RICHMOND, Va. — Two remaining antitrust claims brought against Microsoft Corp. by Novell Inc. can proceed, a federal appeals court ruled Monday.

A panel of the 4th U.S. Circuit Court of Appeals affirmed a decision by U.S. District Judge J. Frederick Motz of Baltimore dismissing four of Novell's six claims but keeping the other two alive.

Novell alleges Microsoft used its monopoly power to limit sales of WordPerfect, a word-processing program, and Quattro Pro, a spreadsheet program.

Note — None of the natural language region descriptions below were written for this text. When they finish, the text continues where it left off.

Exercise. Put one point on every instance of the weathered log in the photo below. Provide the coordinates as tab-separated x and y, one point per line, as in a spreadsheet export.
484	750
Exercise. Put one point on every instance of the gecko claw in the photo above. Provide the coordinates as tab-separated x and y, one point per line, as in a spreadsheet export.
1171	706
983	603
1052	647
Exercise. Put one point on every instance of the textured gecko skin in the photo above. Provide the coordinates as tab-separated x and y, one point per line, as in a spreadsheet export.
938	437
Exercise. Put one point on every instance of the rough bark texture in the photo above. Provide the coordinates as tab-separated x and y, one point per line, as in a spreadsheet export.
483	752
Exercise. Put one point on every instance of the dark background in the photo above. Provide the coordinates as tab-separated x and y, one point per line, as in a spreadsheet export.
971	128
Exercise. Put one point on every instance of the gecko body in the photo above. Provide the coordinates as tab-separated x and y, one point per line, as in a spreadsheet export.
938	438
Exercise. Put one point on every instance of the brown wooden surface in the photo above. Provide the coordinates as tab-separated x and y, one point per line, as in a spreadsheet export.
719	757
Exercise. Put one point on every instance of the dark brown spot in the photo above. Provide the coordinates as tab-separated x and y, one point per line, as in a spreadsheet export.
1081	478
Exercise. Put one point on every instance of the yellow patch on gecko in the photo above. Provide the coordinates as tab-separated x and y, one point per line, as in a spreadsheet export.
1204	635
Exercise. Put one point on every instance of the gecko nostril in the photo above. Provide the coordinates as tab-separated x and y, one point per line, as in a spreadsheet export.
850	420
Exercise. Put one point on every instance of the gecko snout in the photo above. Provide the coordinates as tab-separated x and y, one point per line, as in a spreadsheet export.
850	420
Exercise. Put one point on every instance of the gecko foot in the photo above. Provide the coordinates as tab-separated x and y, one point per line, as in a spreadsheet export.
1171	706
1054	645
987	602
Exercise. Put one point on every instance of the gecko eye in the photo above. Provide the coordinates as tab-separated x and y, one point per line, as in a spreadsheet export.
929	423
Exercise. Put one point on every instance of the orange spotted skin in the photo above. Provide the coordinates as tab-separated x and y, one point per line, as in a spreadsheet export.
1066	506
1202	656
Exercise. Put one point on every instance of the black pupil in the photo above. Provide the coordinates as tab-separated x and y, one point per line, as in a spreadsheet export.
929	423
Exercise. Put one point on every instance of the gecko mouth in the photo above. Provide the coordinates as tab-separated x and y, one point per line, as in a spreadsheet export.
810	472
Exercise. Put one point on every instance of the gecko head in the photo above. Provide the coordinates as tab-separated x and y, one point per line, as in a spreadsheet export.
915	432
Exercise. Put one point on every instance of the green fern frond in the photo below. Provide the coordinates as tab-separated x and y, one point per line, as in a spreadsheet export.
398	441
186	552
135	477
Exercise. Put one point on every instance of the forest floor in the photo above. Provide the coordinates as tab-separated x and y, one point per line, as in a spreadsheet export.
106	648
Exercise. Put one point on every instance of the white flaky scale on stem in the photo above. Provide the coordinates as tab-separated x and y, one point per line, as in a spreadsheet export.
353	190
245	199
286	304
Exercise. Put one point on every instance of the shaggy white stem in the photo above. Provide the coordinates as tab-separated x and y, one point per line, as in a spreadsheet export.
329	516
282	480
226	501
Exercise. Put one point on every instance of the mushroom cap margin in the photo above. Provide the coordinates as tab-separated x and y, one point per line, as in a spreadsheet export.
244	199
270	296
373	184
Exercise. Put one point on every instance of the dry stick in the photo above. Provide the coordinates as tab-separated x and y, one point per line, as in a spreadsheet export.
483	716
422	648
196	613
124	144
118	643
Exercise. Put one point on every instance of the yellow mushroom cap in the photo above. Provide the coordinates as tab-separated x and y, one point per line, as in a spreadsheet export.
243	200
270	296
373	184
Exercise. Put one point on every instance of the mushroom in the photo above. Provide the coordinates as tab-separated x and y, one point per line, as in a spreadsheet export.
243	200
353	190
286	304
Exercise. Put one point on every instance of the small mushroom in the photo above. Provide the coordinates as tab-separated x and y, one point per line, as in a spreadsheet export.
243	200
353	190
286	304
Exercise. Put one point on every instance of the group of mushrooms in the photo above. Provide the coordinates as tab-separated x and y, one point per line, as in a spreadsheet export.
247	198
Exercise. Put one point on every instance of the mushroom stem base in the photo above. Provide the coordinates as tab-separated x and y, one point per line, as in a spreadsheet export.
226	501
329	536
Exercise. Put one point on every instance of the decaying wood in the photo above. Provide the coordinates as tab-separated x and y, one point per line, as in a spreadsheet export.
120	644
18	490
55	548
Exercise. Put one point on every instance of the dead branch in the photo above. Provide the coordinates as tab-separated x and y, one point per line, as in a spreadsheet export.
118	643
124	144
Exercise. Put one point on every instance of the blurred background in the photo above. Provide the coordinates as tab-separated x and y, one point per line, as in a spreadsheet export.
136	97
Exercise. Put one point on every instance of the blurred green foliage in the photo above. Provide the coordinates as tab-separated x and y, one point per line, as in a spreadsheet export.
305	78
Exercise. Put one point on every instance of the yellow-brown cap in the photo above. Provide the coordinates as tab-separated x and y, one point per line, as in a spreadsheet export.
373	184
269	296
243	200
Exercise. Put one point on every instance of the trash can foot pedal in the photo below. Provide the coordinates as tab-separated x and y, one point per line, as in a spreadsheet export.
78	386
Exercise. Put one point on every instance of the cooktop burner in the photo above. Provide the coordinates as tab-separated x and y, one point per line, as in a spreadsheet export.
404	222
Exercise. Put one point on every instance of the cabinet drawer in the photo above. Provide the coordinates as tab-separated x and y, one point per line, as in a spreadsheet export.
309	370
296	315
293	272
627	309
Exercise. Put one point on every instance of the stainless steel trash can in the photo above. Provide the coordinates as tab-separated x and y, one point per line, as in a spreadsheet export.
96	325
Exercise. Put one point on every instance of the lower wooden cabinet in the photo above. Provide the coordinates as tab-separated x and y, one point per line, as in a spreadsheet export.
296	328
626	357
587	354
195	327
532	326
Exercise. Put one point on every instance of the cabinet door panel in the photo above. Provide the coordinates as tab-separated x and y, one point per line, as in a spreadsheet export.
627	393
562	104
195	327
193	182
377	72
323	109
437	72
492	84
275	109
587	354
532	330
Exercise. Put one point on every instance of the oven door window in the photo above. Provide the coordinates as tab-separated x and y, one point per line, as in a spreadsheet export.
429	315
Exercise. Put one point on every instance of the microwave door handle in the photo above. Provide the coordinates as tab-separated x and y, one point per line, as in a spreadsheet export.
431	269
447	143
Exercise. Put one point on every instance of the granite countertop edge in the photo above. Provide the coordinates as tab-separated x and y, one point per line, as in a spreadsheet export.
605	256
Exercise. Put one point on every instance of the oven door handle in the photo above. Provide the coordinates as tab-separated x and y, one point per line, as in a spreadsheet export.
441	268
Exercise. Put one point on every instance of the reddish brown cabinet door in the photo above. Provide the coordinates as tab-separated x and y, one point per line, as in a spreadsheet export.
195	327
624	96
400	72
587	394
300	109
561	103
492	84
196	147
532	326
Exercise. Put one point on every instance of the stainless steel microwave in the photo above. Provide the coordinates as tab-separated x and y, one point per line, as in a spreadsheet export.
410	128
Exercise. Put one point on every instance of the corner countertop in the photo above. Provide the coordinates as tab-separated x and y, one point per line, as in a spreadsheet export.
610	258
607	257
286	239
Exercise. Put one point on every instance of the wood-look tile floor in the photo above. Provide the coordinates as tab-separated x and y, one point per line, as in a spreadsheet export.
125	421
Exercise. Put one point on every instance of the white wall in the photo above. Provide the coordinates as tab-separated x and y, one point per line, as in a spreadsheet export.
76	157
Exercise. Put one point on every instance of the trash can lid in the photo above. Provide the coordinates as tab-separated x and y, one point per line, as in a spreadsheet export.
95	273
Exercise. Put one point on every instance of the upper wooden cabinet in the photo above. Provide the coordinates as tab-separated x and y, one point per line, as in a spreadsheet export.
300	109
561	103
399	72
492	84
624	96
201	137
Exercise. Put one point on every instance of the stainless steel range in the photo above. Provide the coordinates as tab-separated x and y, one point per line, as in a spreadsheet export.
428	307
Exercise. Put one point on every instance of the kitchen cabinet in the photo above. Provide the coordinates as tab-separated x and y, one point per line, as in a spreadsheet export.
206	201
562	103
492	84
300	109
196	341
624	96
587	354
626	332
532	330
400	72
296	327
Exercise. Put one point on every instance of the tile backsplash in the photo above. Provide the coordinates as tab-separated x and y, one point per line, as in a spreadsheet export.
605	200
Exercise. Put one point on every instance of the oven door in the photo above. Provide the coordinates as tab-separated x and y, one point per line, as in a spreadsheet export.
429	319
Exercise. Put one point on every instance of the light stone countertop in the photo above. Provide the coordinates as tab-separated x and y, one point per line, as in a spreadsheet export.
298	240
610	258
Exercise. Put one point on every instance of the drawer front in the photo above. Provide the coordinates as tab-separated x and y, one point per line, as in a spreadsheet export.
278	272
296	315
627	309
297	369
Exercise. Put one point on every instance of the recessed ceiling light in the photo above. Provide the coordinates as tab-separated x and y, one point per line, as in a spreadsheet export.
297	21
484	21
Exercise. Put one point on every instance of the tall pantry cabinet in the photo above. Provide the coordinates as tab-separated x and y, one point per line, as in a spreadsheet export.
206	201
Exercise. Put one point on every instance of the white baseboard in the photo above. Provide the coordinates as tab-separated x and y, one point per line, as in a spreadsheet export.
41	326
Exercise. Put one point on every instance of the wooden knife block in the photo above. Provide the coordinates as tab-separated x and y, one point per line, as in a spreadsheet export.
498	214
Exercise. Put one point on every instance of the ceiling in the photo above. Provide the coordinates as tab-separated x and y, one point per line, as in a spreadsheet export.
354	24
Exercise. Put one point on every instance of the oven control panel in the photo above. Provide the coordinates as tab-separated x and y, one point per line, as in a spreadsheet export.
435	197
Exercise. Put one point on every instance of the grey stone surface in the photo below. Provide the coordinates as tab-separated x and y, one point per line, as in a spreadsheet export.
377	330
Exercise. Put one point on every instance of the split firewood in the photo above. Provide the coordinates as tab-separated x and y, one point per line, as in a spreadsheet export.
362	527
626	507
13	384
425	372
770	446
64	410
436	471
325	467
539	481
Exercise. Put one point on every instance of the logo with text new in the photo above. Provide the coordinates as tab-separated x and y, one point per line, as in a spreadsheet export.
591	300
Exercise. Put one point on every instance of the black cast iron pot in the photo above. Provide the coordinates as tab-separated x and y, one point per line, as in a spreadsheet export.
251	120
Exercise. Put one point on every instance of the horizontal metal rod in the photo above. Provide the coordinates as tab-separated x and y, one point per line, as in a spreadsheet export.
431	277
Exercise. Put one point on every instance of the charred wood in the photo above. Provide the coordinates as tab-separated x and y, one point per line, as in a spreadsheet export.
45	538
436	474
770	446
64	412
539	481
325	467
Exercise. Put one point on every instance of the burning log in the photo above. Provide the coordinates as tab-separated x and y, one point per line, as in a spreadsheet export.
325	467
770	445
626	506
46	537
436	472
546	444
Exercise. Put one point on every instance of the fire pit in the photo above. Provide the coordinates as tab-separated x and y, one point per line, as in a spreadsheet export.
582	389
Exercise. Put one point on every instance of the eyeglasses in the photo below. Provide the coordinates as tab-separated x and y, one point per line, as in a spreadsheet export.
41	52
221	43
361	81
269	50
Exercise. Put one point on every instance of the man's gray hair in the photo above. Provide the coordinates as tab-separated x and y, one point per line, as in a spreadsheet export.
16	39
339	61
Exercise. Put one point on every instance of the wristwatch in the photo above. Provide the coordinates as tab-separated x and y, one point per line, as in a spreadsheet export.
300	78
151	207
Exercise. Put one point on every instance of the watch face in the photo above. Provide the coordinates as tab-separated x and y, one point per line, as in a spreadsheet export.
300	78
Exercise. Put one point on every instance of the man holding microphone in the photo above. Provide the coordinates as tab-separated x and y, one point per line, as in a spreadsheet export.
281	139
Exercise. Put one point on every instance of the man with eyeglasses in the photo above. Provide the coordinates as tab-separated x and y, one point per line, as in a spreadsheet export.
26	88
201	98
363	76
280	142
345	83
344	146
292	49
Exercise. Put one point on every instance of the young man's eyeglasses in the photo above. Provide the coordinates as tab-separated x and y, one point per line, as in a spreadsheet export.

The appellate court agreed with the lower court that the four claims that were dismissed were filed after the statute of limitations expired.

The other two claims are not subject to the same deadline because they were based on anti-competitive conduct alleged in a Department of Justice complaint, the appeals court said.

Novell alleges Microsoft unlawfully "obtained and maintained its monopoly power in the Intel-compatible operating systems market by engaging in anti-competitive conduct." Novell also charges Microsoft engaged in exclusionary agreements with manufacturers that amounted to unreasonable restraint of trade.

Novell, which sold WordPerfect and Quattro Pro to Corel in 1996, previously reached a $536 million settlement with Microsoft on antitrust claims involving its NetWare operating system.